Maaveeran was launched in Chennai with a customary pooja function on 17 July 2022. Principal photography began on 3 August 2022 with the entire cast and crew in Chennai. After a month, filming was halted for a week. There were reports that filming had stopped due to creative differences between Sivakarthikeyan and Ashwin. But the real reason was heavy rain. Filming ultimately resumed on 7 November. By 23 November 40% of the film was shot and by 8 December, about 60% of the film's shooting was completed. Also, an important schedule of action sequences was completed on 10 December which was choreographed by Hollywood stunt director Yannick Ben.

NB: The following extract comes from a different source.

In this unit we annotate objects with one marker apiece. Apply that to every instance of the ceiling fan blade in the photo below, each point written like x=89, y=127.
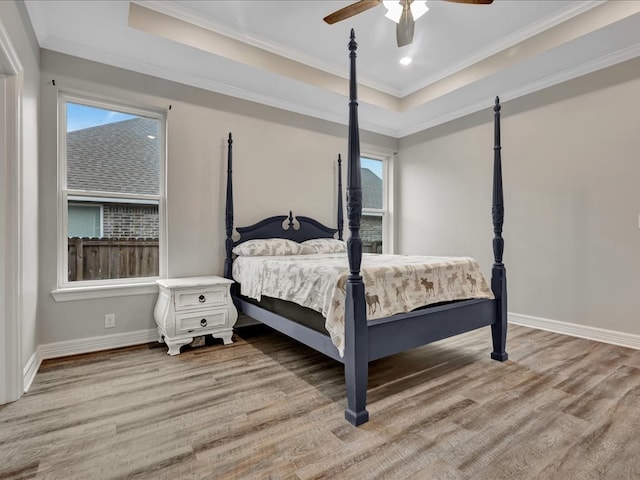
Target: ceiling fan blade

The behind-the-scenes of a song from the film, "Scene Ah Scene Ah", revealed that it was shot with a mocobot camera, making Maaveeran the fifth Tamil film to do so after Beast (2022), Vikram (2022), Thunivu (2023) and Japan (2023). The crew then started filming for 20 consecutive days in Ennore by the end of February with majority of the portions being shot at night. The final schedule of filming began on 17 March in Pondicherry. A huge set resembling a huge boat was erected there. Sivakarthikeyan finished filming for his portions on 27 March. Principal photography wrapped after shooting some patch works by 3 June.

=== Post-production ===
Sivakarthikeyan started dubbing his portions in late May 2023 and finished in early June. Aditi started dubbing for her portions in early-June.

== Themes and influences ==
The internal conflict of the protagonist Sathya, who keeps denying that he has to fight for his people's rights, was compared by Ashwin to breaking the fourth wall in Stranger than Fiction and Ober (both 2006).

== Soundtrack ==
The soundtrack and background score were composed by Bharath Sankar in his first collaboration with Sivakarthikeyan and second with Madonne after Mandela. The audio rights were bagged by Saregama. The first single "Scene Ah Scene Ah" was released on 17 February 2023, on the occasion of Sivakarthikeyan's birthday. The second single "Vannarapettayila" was released on 14 June, and the third single "Vaa Veera" on 7 July.

Track listing
| No. | Title | Lyrics | Singer(s) | Length |
|---|---|---|---|---|
| 1. | "Scene Ah Scene Ah" | Kabilan, C. M. Lokesh | Anirudh Ravichander | 5:17 |
| 2. | "Vannarapettayila" | Yugabharathi | Sivakarthikeyan, Aditi Shankar | 3:42 |
| 3. | "Vaa Veera" | Yugabharathi | Vaikom Vijayalakshmi, Bharath Sankar | 5:37 |
| 4. | "Kekkutha" (Boat Fight Song) | Vishnu Edavan | Bharath Sankar, Prashanth Mohanasundaram | 2:27 |
| 5. | "Climax Fight Theme" | Madonne Ashwin | - | 2:22 |
| 6. | "Maaveeran Theme" | - | - | 2: 10 |
| Total length: |  |  |  | 14:36 |

== Release ==
Maaveeran released theatrically on 14 July 2023. The film was initially scheduled for release on 11 August 2023, however, to avoid a box office clash with Jailer, the makers advanced it to 14 July. The distribution rights for the film in Tamil Nadu were bought by Red Giant Movies and in Andhra Pradesh and Telangana states by Asian Cinemas.

=== Home media ===
The film's streaming rights were acquired by Amazon Prime Video for ₹33 crore, while the satellite rights were sold to Sun TV Network. The film began streaming on Amazon Prime Video from 11 August 2023 in Tamil, along with dubbed versions in Telugu and Hindi languages.

== Reception ==
Maaveeran received positive reviews from critics.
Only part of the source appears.